Document Tower (Ingestion)

Source files enter through a bucket, trigger one or more collections, and pass through the Ray engine for feature extraction. Each collection produces a different representation — text embeddings, multimodal embeddings, metadata, taxonomy labels — all stored as named vectors on a single Qdrant point. Documents are encoded once at ingest time. Adding a new extractor or updating a taxonomy triggers a re-process on the bucket — documents get new representations without changing the ingestion path.

Query Tower (Retrieval)

A query arrives, gets encoded, and passes through a multi-stage retriever. The key stage is feature search, which runs a separate vector query per embedding space and fuses the results. The fusion strategy determines how per-feature scores combine into a final ranking:
StrategyBehavior
rrfRank-based, no tuning needed
weightedManual weights you set
learnedWeights sampled from Beta distributions, updated by user behavior
See Fusion Strategies for the full comparison.

Closing the Loop

With learned fusion, the two towers aren’t static — they’re connected by a feedback loop:
  1. Results are shown to users
  2. Interactions (clicks, purchases, skips) are captured and stored in ClickHouse
  3. Thompson Sampling aggregates interactions into Beta(α, β) distributions per feature — α counts positive signals, β counts non-engagement
  4. Sampled weights are drawn from those distributions on each query, naturally balancing exploration and exploitation
  5. Weights converge toward the optimal blend as interactions accumulate
The system handles cold start through hierarchical fallback: personal weights → demographic segment → global → uniform prior.

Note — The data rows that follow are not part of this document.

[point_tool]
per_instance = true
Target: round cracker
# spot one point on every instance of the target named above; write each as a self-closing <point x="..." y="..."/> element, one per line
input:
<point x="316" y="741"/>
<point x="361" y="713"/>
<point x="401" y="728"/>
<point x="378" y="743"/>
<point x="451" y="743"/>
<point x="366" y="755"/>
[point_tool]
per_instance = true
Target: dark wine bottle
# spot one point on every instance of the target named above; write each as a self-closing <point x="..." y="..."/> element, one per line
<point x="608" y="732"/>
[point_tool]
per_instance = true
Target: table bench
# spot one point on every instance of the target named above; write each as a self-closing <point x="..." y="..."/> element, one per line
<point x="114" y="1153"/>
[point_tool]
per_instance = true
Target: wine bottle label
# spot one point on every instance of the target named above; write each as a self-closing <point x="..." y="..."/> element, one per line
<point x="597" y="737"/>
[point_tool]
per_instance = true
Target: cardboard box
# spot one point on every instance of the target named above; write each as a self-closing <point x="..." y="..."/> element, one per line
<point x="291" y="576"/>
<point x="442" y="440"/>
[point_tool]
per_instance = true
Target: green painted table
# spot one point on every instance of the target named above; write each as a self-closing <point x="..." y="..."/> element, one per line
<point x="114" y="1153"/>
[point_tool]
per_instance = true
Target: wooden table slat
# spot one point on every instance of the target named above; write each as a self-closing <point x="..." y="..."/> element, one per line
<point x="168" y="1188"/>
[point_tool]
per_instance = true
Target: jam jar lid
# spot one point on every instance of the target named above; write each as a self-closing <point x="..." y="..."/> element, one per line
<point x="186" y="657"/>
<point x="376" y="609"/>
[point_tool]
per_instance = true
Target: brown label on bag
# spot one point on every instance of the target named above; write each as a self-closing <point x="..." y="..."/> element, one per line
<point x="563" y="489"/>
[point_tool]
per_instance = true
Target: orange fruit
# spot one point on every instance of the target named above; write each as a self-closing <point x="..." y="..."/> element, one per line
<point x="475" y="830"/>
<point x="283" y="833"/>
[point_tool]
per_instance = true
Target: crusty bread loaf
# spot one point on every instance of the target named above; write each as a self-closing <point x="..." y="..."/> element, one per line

With zero interactions, learned fusion behaves identically to RRF.

What Makes This Different

Standard two-tower systems learn a single embedding space. Mixpeek’s document tower fans out into N representation spaces (visual, audio, text, multimodal, metadata), and the query tower traverses them in sequence through multi-stage retrieval. Learning happens at the fusion layer — which spaces to weight — not inside the embeddings themselves. This means you can add a new extractor, re-process your data, and the bandit will automatically discover whether the new feature improves results — without retraining any model.